Port Equipment Manufacturers Association (PEMA), London, UK


Following several years’ sustained expansion in its membership, the Port Equipment Manufacturers Association (PEMA) recently established two working groups to coordinate the Association’s safety and environmental initiatives.

PEMA’s Safety Committee and Environment Committee were formed in February this year, when the committee held its first meeting on the fringes of PEMA’s annual general meeting in Amsterdam. The primary aim of PEMA’s Environment Committee is to help the ports industry become more sustainable. Stefan Johansson, Director of Research and Development at Cargotec, heads the Committee.

How can equipment and technology providers – and specifically the PEMA Environment Committee – help the ports industry operate more sustainably?

“By maintaining a dialogue between relevant stakeholders in the industry, we aim to increase awareness of how equipment and technology can contribute to more sustainable port and terminal operations,” says Johansson. “This includes reduced environmental impact and lower energy consumption as a result of many innovations now being fostered in equipment design, automation and power supply, as well as new technologies that are helping to improve equipment utilization and fleet management.

“We believe that PEMA, and specifically the Environment Committee, has an important role to play as a neutral information and education platform on innovative environmental technologies in the port and terminal industries. We will also engage with other port and cargo handling associations, as well as individual companies, to keep abreast of latest directions and initiatives and feed this back to our members and our industry at large.”
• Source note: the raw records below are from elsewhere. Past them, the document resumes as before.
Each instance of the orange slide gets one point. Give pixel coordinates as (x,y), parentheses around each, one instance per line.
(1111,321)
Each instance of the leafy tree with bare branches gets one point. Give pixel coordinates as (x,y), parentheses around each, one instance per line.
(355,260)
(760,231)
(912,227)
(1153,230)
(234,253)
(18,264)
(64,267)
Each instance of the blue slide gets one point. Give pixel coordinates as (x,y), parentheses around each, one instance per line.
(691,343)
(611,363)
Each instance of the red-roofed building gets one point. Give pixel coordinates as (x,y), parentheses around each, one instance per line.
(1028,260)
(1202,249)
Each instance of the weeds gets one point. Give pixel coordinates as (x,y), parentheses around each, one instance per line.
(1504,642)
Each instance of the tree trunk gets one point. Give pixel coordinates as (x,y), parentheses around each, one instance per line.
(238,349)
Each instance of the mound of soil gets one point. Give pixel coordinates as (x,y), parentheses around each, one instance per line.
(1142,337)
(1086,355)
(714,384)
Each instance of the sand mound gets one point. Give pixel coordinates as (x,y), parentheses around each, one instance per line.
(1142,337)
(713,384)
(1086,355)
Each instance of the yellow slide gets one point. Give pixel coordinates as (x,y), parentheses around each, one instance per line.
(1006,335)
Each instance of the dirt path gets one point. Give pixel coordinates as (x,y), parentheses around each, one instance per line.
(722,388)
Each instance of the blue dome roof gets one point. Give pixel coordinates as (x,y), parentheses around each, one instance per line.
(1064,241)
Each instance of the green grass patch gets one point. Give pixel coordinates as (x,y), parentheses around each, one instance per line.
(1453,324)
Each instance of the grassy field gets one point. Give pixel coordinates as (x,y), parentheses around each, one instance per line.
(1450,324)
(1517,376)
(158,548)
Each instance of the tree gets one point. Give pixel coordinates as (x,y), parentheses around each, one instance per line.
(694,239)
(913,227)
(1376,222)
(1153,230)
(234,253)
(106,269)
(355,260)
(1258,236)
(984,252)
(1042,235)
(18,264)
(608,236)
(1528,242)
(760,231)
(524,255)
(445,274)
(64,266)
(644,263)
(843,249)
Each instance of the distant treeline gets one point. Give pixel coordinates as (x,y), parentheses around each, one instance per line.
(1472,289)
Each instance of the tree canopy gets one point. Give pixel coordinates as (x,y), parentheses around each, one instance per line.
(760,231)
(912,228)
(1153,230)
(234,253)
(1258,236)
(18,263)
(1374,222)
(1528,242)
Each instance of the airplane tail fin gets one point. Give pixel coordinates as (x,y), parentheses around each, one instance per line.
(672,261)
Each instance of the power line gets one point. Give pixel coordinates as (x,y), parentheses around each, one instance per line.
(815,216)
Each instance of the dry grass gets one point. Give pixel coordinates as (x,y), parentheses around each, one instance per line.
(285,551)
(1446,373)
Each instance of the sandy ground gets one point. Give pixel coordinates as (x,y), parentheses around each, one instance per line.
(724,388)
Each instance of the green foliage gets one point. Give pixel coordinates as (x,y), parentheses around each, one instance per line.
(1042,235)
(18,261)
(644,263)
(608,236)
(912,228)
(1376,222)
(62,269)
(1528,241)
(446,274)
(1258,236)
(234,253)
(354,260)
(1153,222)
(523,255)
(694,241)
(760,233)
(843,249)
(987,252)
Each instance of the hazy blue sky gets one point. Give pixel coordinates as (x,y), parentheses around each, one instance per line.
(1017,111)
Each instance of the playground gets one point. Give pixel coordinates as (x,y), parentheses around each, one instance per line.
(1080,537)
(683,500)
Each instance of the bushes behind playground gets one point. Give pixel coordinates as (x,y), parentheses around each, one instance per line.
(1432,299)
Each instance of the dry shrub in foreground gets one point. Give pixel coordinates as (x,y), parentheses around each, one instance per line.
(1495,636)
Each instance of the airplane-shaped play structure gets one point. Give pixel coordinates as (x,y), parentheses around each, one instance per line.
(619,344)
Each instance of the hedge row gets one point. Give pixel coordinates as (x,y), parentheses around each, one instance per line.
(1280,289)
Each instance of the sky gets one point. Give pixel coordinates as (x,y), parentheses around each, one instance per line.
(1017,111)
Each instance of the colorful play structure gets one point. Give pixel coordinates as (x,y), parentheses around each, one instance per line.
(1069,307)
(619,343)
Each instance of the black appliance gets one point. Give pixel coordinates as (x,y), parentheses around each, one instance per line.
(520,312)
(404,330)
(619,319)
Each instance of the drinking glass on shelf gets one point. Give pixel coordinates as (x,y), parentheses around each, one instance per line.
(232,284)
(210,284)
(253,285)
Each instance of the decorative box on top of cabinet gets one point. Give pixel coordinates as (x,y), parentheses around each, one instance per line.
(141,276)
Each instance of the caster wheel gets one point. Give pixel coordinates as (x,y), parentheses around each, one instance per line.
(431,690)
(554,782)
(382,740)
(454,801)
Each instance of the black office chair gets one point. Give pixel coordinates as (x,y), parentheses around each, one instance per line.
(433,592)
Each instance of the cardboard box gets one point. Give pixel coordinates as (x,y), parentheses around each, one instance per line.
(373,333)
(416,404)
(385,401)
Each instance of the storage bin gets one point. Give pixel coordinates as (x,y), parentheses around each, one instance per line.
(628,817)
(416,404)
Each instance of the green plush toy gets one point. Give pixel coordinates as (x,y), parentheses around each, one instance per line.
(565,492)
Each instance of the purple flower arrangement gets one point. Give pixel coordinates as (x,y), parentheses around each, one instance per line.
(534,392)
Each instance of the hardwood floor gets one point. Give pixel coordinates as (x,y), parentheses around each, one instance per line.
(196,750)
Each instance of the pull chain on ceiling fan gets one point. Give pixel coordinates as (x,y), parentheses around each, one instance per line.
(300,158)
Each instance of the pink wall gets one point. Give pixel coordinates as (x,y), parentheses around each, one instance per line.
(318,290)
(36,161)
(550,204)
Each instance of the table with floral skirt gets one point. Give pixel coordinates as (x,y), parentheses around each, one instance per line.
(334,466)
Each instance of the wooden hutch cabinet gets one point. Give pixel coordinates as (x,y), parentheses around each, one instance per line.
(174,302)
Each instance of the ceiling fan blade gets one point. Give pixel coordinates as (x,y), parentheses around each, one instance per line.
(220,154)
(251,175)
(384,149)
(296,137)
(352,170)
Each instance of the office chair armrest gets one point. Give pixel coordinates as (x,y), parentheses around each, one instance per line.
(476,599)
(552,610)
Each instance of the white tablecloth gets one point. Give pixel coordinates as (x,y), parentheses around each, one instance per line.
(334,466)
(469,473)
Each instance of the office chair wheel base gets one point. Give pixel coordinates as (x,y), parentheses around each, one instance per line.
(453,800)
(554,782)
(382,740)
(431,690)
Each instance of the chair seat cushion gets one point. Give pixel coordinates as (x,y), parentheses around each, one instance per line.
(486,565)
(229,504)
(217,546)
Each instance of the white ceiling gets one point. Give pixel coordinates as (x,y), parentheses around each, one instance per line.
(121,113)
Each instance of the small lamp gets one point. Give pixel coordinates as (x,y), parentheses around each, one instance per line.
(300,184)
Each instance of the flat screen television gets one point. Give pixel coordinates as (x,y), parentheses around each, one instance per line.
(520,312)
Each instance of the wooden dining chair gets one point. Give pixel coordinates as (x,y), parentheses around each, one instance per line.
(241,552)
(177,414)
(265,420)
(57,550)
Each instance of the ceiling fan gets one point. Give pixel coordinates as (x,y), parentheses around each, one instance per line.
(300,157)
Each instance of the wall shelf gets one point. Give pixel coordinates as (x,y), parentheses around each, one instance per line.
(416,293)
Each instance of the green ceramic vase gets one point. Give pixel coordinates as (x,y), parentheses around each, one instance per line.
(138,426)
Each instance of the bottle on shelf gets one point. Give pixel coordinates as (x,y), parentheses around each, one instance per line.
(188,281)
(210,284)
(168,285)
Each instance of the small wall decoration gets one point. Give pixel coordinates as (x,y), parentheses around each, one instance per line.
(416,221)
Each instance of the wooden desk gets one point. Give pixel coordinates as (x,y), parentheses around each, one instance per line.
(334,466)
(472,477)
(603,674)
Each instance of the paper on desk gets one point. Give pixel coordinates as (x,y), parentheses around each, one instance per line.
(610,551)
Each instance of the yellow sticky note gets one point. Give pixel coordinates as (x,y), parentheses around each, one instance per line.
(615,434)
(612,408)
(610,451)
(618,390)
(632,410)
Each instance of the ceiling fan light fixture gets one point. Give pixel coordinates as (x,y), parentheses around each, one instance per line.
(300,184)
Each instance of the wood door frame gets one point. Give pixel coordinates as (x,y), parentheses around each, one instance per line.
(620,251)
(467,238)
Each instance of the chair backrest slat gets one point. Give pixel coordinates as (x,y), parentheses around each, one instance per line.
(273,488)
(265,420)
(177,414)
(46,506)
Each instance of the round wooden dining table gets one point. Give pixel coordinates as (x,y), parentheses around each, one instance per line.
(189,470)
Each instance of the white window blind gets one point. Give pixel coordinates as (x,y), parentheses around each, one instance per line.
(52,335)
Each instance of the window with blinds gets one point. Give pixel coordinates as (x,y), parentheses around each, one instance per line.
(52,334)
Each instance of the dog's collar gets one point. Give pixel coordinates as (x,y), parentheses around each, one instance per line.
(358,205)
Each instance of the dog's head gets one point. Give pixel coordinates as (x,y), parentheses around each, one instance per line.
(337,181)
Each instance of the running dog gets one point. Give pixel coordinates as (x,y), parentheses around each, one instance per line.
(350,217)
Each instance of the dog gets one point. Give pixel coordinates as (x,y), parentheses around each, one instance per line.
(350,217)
How does the Committee intend to encourage best practice in the industry?

“Our primary approach is the distribution of information on best working practices and technological advances, plus industry surveys. We aim to demonstrate how making ports more sustainable also makes economic sense. Operating efficiently is good for the environment and for business too. To this end, we look among other topics to create discussion on how technological advances can reduce emission levels, and how such an approach can result in reduced fuel costs. As a first project, we will be preparing a neutral white paper on developments in environmental technology for port and terminal operations on a global basis.”

What are the top environmental challenges facing port operators and port equipment manufacturers?

“The key issue we encounter is emission reduction – this is something that generates concern, and interest, across the industry. It’s also an area where there has been steady progress for a number of years,” Johansson says. He also adds that reducing noise pollution, using fewer materials and equipment that requires less maintenance, for example systems that require less lubricants, are also ways in which ports can reduce environmental impact.

What sort of obstacles might the Committee face?

“New technologies and new equipment require investment. As an industry, we have to make the case for an investment that may not deliver a return before the medium- and long-term.”

In what ways is the Committee unique?

“Prior to the formation of PEMA, the port equipment and technology sectors had no neutral platform or voice to address matters of general concern and interest to our industry and our customers. We now have this forum. The Environment Committee represents the first time that a variety of individual suppliers have agreed to come together to exchange views and experiences, pool and share knowledge on behalf of our industry as a whole, and build a neutral dialogue with the key stakeholders.”